In the aftermath of those moments, though, I remember a comment from a faculty member that’s continually drilled itself into my brain: “You could lead the change.” It was said in earnest, with the feeling like this marked a door opening, a path forward through all the bullshit. And twenty-year-old me probably wanted to believe it was. Lord knows I spend entirely too much time contemplating where, or if, I fit within the greater Phoenix musical community. The thing is, even though I know all the way down to the bottom of my heart the idea was presented with wholly good intentions, it’s become a bit of an unwanted pest.
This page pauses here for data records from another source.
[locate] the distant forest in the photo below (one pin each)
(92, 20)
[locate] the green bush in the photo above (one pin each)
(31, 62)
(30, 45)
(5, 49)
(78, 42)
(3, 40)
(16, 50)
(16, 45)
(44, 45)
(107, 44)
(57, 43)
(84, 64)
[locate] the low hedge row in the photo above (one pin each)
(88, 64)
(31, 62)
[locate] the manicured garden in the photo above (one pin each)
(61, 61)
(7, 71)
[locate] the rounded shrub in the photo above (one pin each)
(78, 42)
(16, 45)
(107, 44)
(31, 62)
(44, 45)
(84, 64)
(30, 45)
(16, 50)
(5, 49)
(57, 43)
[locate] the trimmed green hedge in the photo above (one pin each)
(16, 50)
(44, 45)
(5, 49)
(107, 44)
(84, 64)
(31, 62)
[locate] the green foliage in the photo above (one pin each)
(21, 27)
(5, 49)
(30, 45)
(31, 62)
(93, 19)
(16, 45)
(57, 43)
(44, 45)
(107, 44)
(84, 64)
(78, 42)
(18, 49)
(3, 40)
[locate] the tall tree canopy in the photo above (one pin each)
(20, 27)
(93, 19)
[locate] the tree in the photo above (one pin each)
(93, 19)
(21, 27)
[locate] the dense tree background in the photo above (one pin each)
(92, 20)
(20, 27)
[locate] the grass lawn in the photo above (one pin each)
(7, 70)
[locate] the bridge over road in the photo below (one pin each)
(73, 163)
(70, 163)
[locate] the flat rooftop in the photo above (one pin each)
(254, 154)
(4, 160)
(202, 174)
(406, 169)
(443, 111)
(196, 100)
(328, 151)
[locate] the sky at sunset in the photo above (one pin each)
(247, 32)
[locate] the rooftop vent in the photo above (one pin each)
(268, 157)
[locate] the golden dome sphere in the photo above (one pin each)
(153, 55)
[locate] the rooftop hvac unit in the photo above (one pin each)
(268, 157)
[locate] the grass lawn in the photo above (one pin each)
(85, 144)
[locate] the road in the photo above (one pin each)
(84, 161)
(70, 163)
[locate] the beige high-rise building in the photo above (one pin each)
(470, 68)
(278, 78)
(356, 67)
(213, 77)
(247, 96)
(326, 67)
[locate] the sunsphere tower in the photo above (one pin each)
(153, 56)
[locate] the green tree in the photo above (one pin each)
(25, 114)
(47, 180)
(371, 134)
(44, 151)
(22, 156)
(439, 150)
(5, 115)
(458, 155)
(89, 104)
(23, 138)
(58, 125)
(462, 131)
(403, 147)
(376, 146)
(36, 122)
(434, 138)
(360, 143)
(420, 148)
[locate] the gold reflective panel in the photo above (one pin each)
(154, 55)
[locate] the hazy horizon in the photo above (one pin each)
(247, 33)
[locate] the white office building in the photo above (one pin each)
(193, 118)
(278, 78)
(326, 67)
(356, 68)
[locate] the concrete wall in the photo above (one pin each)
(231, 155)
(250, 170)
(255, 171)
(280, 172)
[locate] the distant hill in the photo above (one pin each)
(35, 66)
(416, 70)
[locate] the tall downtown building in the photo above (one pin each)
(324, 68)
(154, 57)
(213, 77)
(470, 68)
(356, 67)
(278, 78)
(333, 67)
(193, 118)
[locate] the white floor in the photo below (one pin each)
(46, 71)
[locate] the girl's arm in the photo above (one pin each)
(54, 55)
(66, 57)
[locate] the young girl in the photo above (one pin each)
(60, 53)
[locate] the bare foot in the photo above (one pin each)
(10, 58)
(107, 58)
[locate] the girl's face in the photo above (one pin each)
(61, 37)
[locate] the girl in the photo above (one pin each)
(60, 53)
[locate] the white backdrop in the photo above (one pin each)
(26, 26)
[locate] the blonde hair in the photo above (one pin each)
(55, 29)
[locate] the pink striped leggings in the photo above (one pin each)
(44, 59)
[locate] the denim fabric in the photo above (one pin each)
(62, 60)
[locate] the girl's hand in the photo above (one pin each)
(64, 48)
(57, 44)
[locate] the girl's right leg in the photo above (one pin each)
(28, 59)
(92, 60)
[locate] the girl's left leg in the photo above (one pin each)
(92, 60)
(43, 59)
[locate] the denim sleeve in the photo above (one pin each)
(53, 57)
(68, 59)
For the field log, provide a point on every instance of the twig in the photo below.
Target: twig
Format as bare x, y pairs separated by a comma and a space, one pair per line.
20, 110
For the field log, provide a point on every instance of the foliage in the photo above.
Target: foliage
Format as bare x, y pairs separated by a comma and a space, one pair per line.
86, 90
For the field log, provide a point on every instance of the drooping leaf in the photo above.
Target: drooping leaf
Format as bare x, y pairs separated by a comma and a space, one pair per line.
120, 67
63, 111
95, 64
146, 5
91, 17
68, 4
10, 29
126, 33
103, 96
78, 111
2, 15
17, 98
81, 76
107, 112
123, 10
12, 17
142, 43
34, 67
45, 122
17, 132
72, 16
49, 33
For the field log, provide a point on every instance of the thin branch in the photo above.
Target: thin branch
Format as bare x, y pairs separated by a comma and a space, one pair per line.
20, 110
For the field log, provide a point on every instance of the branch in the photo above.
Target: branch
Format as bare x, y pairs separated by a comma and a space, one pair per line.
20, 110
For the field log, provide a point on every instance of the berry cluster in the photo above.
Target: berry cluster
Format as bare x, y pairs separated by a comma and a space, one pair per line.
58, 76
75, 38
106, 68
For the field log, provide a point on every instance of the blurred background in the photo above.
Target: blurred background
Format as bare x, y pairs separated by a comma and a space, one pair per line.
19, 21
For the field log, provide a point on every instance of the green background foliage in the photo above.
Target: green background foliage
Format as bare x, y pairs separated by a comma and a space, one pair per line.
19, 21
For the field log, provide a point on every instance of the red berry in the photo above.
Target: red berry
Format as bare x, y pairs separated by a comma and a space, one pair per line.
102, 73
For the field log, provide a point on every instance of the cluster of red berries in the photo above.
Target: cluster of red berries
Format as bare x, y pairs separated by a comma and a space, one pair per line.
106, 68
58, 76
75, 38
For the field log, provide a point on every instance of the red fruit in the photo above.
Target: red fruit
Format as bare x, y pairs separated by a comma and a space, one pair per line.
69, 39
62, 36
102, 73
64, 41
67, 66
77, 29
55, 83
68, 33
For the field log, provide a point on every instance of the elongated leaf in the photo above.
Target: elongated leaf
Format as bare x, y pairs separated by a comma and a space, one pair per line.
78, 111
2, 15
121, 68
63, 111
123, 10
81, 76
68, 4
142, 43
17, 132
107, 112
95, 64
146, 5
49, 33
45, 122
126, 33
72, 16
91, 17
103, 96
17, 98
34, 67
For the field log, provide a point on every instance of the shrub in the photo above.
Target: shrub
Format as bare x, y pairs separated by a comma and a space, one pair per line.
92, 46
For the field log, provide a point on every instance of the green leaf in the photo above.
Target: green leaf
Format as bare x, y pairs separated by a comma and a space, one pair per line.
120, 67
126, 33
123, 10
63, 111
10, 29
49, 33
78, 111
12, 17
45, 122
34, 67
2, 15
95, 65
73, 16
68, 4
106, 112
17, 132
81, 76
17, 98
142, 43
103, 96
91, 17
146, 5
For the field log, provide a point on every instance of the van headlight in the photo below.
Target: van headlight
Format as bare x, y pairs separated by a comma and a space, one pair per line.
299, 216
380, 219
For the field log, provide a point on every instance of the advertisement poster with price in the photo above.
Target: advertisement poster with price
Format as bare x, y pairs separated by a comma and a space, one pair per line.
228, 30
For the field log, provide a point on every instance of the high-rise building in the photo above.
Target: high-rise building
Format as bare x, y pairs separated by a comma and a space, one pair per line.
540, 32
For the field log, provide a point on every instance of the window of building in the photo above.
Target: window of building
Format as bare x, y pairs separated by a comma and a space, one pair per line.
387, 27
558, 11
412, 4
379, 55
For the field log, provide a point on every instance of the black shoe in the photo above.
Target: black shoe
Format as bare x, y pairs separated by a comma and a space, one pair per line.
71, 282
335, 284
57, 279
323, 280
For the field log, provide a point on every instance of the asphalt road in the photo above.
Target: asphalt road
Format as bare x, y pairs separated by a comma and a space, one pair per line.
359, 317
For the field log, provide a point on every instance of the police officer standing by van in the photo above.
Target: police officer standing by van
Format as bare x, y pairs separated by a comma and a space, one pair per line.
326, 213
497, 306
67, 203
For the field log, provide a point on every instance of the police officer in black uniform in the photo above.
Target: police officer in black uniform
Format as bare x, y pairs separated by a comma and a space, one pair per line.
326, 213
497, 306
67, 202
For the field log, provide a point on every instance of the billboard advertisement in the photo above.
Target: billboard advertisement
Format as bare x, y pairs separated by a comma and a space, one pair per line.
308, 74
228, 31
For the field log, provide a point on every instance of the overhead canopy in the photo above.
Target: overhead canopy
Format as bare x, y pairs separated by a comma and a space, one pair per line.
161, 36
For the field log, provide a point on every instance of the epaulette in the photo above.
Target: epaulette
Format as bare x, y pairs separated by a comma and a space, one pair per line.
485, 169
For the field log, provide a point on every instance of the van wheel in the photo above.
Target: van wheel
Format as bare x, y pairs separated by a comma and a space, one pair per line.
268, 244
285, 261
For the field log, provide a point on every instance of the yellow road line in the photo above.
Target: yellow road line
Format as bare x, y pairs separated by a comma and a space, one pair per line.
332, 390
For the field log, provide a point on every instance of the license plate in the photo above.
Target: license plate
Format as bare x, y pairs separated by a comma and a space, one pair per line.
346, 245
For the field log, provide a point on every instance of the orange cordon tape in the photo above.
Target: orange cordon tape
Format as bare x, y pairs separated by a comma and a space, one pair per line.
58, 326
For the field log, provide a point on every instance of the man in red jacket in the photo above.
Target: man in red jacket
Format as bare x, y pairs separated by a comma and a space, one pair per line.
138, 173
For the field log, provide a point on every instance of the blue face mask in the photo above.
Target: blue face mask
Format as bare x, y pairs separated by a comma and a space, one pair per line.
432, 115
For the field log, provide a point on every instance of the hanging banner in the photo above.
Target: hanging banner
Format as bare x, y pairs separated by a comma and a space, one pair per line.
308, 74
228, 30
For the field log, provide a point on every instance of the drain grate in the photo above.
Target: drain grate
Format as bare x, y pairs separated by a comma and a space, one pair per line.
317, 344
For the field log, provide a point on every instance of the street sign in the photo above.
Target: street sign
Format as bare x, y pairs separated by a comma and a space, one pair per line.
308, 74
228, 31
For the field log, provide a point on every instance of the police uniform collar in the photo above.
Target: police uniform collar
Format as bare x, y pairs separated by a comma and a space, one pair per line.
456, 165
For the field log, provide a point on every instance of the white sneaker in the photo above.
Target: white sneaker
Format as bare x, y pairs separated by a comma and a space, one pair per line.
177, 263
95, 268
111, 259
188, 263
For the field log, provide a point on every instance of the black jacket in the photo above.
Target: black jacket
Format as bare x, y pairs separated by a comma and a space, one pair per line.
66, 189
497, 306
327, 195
Let’s pause for a moment to unpack this. I can feel the question forming: “But Megan, you talk about this stuff all the time. You’re constantly pushing for better. Why would leading the change be a bad thing?” First, the big clarification: at this point in time, I’ve got several more years’ worth of reading and learning and understanding to further support myself in my activism. At the stage in my life this conversation happened, I was twenty (barely), new to the Phoenix jazz scene, and deathly afraid if I said the wrong thing to the wrong person I’d be ostracized or worse. I wasn’t going into that interaction with guns blazing. I wanted—needed—support and validation, not more responsibility.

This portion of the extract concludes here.